All engineering hires go through bootcamp, period. The only engineering hires that don't go through team selection are domain experts hired for a specific team/role ahead of time.
> The only engineering hires that don't go through team selection are domain experts hired for a specific team/role ahead of time.
Is this a significant fraction of hires? Because I find it really odd to waste the time of a say an embedded software engineer trying to teach them React when they're pretty set on working on something else anyways…

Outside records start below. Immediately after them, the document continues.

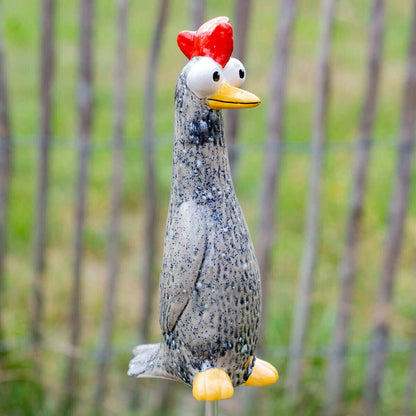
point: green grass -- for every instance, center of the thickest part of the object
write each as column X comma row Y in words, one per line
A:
column 21, row 391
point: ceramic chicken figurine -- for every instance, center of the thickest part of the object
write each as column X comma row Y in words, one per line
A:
column 210, row 291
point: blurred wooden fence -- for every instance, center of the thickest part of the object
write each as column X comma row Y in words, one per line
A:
column 339, row 349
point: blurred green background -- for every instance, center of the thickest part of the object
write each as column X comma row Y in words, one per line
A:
column 21, row 393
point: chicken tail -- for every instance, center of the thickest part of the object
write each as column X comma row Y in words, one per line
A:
column 148, row 363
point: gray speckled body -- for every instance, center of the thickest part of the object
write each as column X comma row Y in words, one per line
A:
column 210, row 293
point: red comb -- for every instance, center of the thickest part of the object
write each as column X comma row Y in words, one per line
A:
column 213, row 39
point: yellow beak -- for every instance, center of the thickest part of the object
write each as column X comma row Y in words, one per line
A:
column 232, row 97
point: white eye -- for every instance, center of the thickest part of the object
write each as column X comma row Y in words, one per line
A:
column 235, row 73
column 205, row 77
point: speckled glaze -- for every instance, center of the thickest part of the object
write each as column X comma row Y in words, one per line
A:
column 210, row 293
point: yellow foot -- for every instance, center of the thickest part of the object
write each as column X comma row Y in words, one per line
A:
column 212, row 384
column 263, row 374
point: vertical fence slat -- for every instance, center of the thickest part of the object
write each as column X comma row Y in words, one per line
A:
column 5, row 167
column 398, row 211
column 197, row 13
column 46, row 79
column 85, row 108
column 274, row 144
column 339, row 346
column 116, row 192
column 313, row 216
column 242, row 15
column 410, row 391
column 151, row 196
column 148, row 270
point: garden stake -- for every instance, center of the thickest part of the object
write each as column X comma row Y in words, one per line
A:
column 210, row 290
column 211, row 409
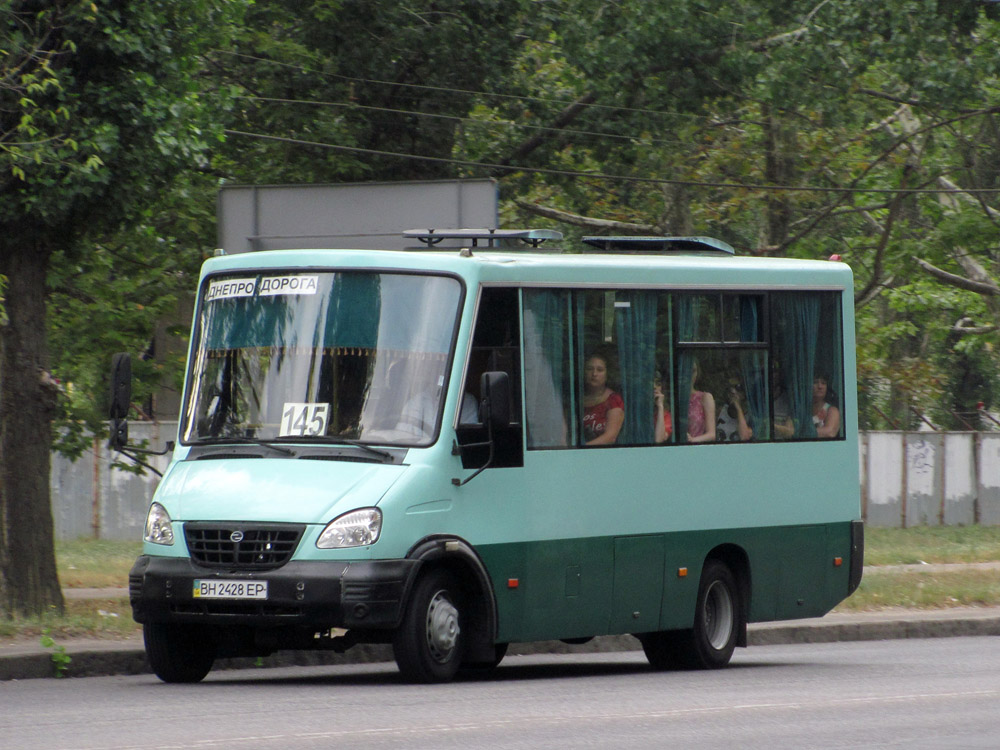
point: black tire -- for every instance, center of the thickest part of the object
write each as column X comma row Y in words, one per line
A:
column 429, row 643
column 717, row 621
column 179, row 653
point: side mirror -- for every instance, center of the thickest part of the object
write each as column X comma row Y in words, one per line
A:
column 121, row 399
column 495, row 405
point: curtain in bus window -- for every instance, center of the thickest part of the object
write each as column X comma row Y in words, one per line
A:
column 546, row 367
column 244, row 322
column 838, row 358
column 352, row 318
column 752, row 370
column 687, row 324
column 635, row 325
column 798, row 315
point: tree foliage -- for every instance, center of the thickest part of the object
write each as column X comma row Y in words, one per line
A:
column 100, row 104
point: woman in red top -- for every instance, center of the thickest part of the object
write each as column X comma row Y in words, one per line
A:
column 603, row 409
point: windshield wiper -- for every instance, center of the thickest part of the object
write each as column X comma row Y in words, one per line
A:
column 384, row 455
column 236, row 440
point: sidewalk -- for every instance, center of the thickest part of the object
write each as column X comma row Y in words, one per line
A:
column 91, row 658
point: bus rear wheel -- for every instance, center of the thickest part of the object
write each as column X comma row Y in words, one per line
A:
column 429, row 643
column 179, row 653
column 712, row 640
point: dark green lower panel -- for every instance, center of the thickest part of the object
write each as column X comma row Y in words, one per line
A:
column 573, row 588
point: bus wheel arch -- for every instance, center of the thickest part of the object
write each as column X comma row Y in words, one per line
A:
column 736, row 559
column 474, row 590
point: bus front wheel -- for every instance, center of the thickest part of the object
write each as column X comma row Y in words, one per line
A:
column 178, row 653
column 429, row 643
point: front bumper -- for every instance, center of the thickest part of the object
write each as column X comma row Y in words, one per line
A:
column 365, row 594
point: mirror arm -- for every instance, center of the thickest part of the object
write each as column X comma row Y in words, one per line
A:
column 140, row 462
column 489, row 459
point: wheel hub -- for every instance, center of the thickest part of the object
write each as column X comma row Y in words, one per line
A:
column 719, row 615
column 442, row 627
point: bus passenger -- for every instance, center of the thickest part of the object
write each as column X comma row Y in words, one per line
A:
column 701, row 411
column 603, row 409
column 826, row 417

Generally speaking, the bootcamp process has a wide variety of different "classes" to take, covering a broad range of the Facebook stack, and no one engineer is ever expected to learn everything. So in this case, an embedded engineer would likely attend primarily backend focused classes, and would then choose from backend or embedded systems teams to work with, while someone interested in mobile or web frontend technologies would each have completely different experiences from everyone else. And ultimately, your experience coming into Facebook has far less to do with which classes or technologies you learn in bootcamp than what you're personally interested in. If you're interested in mobile, but only have experience in backend applications, that's fine – that's exactly what bootcamp is there for! We want to help you learn the technology or context that you're interested in so that you can find a role or team that you'll be happy to work on.
Someone joining to work on embedded systems would probably be "pre-allocated" during the hiring/offer process ... so they go through bootcamp, but skip team selection and go straight to their team. There's also a separate hiring pipeline for AI/ML roles since those require specialized domain knowledge vs. a "generalist" software engineer.